Cherifa Belhadj : libérer la parole




A la côte de roses pour tout le monde Cherifa s’appelle Bebia.

Bebia est née dans ce quartier. Elle a vécu rue Molière, rue Bossuet et elle vit dans son studio de la chaussée d'Océanie depuis que ses parents ont quitté la côte pour acheter un appartement allée Bel-air en juillet 1999.

Quand elle trouve du travail, Bebia préfère les emplois de femme de ménage car les horaires lui laissent le temps de faire ses choses à elle. Elle fait des remplacements comme à la maison de quartier ou encore à la piscine.



Sinon Bebia fait les puces de temps en temps et collecte des objets à revendre. Cela lui permet d’arrondir son Rsa, revenu de solidarité active qui est de 400€ par mois.

Elle tape « vide grenier sur internet » et elle prend sa vieille 205 pour aller faire les puces jusqu’à Rethel, Bouzonville et parfois plus loin.

Elle gagne de quoi payer l’essence et les cigarettes et faire les puces, c’est surtout l’occasion de voir du monde, communiquer avec les gens et faire quelque chose de constructif.

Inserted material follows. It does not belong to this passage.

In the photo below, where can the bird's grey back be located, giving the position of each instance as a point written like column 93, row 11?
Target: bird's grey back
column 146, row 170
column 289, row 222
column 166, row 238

Bebia a été en classe jusqu’en troisième techno, elle aimait bien apprendre mais elle était plutôt en retrait quand elle était petite. Elle écrivait déjà des poèmes mais c’est le théâtre qui l’a sortie de son silence. Elle fréquentait les ateliers du TPL à l’époque où c’était gratuit. Après, il fallait acheter la carte d’abonnement aux spectacles pour y aller, elle n’avait pas les moyens.

C’est au club de prévention du centre ville qu’elle avait continué. Bebia connaissait le club depuis toute petite. Son frère Taïeb fréquentait le club et elle rencontrait les éducatrices, Nicole et Isabelle quand elle se promenait dans la rue avec lui.


la troupe du T à l'indienne dans "Déroulez jeunesse"
Elle avait donc participé à l’atelier théâtre organisé par le club : la pièce s’appelait « un trou dans la nature » avec comme metteur en scène, Abdallah Badis . Et vraiment cet homme donnait le goût de travailler et de faire mieux.

Il était juste mais c’était dur au début, depuis toute petite elle avait peur de parler avec les gens. En lui montrant par gestes comment mimer une situation, Abdallah Badis, tout en restant calme, avait su, parfois par la force, lui enlever la peur de communiquer. Isabelle, l’éducatrice qui encadrait l’atelier était là pour rassurer et s’occuper des soucis.

la pièce avait été jouée à l'Irts du Ban St Martin, au Gueulard à Nilvange, salle des tréteaux de l'Orne à Hagondange et dans la petite salle du TPL à Thionville.


Bebia écrit toujours et publie un recueil de poèmes en ligne sur le net. Elle se réveille parfois la nuit pour noter une phrase qu’elle reprend le matin au réveil. Dès que ça fait tilt dans sa tête elle prend des notes.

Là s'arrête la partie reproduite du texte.